Tonight I was looking for some tracing paper - I have a couple of giant pads of it but I wanted 9 x 12 and was too lazy to cut a sheet down, so I went digging through old art boxes from yesteryear. All kinds of pads of paper, and even some tracing paper - even a 9 x 12 - but apparently with time it wrinkles up and becomes crap. Oh my aching back and shoulders, going through all those huge boxes!!!

So I came away with nothing, except a nice trip down memory lane, and a new perspective on my personal art history. There were several times when I really went to work and started to get good. But I never maintained it long enough. At least twice I polished up my inking and penciling skills for comic drawing, and I could see definite improvement - but I never did it for long enough to get any lasting results. There were also several times when I worked on anatomy and at several points I was much better than I am now (seems really weird, don’t it?) - but I always stopped after apparently a short while and so none of the knowledge lasted.

Oh, it was Jeff Watts I heard say that now that I think about it. Tonight I watched him interview Stan Prokopenko - who I did not know was Watts trained and also one of their instructors. And they talked about how fast the skills deteriorate if you don’t keep working on them.

My gestural figure drawing has been coming up nicely, and just over the last couple of days I’ve been applying the same principles to anatomy - developing a system very similar to - and largely based on - the Reilly method. Finding those connections and the flow over around and across the figure. It occurred to me that this is in a way composition on an anatomical level - designing the anatomy in a pleasing manner with a good flow for the eye to follow. You also compose the figure itself the same way, and the environment - every part of a picture in fact, all the way up to the overall design. Composition on a nested series of scales, all throughout the image.

Another thought I had while walking Pepper - back in the day I used to consider pencil drawing finished art, and so I put a lot of emphasis on finish and detail - which also affected my whole approach. Now I think of it more as just sketching out a design, so I don’t worry about it much, but I think working on the finish would push/pull it through to a new level. Or at least to one of my previous levels.

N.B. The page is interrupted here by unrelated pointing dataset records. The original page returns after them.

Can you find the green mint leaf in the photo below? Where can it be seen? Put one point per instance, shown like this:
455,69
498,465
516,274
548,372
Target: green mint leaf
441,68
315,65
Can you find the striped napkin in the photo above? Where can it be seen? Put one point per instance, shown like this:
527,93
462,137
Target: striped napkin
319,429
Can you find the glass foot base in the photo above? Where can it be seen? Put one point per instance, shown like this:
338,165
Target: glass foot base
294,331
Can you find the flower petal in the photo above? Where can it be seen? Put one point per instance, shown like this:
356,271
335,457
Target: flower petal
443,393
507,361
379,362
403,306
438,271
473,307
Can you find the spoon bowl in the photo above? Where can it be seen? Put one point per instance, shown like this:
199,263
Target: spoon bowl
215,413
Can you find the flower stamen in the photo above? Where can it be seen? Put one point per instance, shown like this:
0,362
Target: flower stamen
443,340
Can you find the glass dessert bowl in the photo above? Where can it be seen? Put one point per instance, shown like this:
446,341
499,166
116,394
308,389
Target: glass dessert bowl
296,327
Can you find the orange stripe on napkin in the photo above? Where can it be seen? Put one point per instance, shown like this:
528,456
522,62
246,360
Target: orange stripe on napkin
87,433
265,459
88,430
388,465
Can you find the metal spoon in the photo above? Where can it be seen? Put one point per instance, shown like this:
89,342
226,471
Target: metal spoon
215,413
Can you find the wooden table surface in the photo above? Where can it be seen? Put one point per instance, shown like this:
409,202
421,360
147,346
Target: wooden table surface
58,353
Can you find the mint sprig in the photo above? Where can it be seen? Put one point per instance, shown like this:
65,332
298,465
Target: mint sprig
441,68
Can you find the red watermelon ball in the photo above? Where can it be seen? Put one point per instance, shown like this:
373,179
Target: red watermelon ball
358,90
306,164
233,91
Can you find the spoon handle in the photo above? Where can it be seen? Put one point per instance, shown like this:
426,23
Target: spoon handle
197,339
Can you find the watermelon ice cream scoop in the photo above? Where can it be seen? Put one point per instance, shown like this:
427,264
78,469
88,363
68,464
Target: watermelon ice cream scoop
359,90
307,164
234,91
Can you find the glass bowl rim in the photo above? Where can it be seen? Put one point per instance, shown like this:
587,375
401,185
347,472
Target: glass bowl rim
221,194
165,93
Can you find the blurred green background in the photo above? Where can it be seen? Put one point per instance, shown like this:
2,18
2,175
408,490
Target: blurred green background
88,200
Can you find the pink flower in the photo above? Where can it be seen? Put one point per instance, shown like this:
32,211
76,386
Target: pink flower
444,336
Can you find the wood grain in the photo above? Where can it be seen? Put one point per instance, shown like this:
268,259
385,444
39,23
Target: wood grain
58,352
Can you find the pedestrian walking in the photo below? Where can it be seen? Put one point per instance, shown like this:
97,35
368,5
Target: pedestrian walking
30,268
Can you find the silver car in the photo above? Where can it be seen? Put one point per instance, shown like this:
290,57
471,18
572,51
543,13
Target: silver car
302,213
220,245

Now that I understand this pattern - pushing to get better, art getting harder and harder, and then the tendency to quit - it explains several things to me. Add to this pattern the fact that, though I like the way many comic artists draw, I don’t care for superhero stories and I definitely could never see myself drawing the same characters, in the same damn costumes even, over and over indefinitely for years or decades on end. I remember this was always a big factor in why I would quit. But now it’s at least somewhat different, because now I’m working on fantasy painting, which has none of the crap factor of comic book drawing. At most you might have to do the same characters a dozen times or so, if you’re doing a series or something. Plus fantasy painting doesn’t need to be as stylized in such a limiting way as standard superhero art. PLUS - I’ve decided now that it doesn’t even matter if I end up doing this for a living or not, I can’t see myself living out my entire life without ever being a damn good fantasy painter in a very 70’s vein (something that probably would go over in today’s professional field about as well as lime green shag carpeting in a modern SUV). So this time I’m not just doing it for a job - I’m doing it for me - because I need to do it and I love it.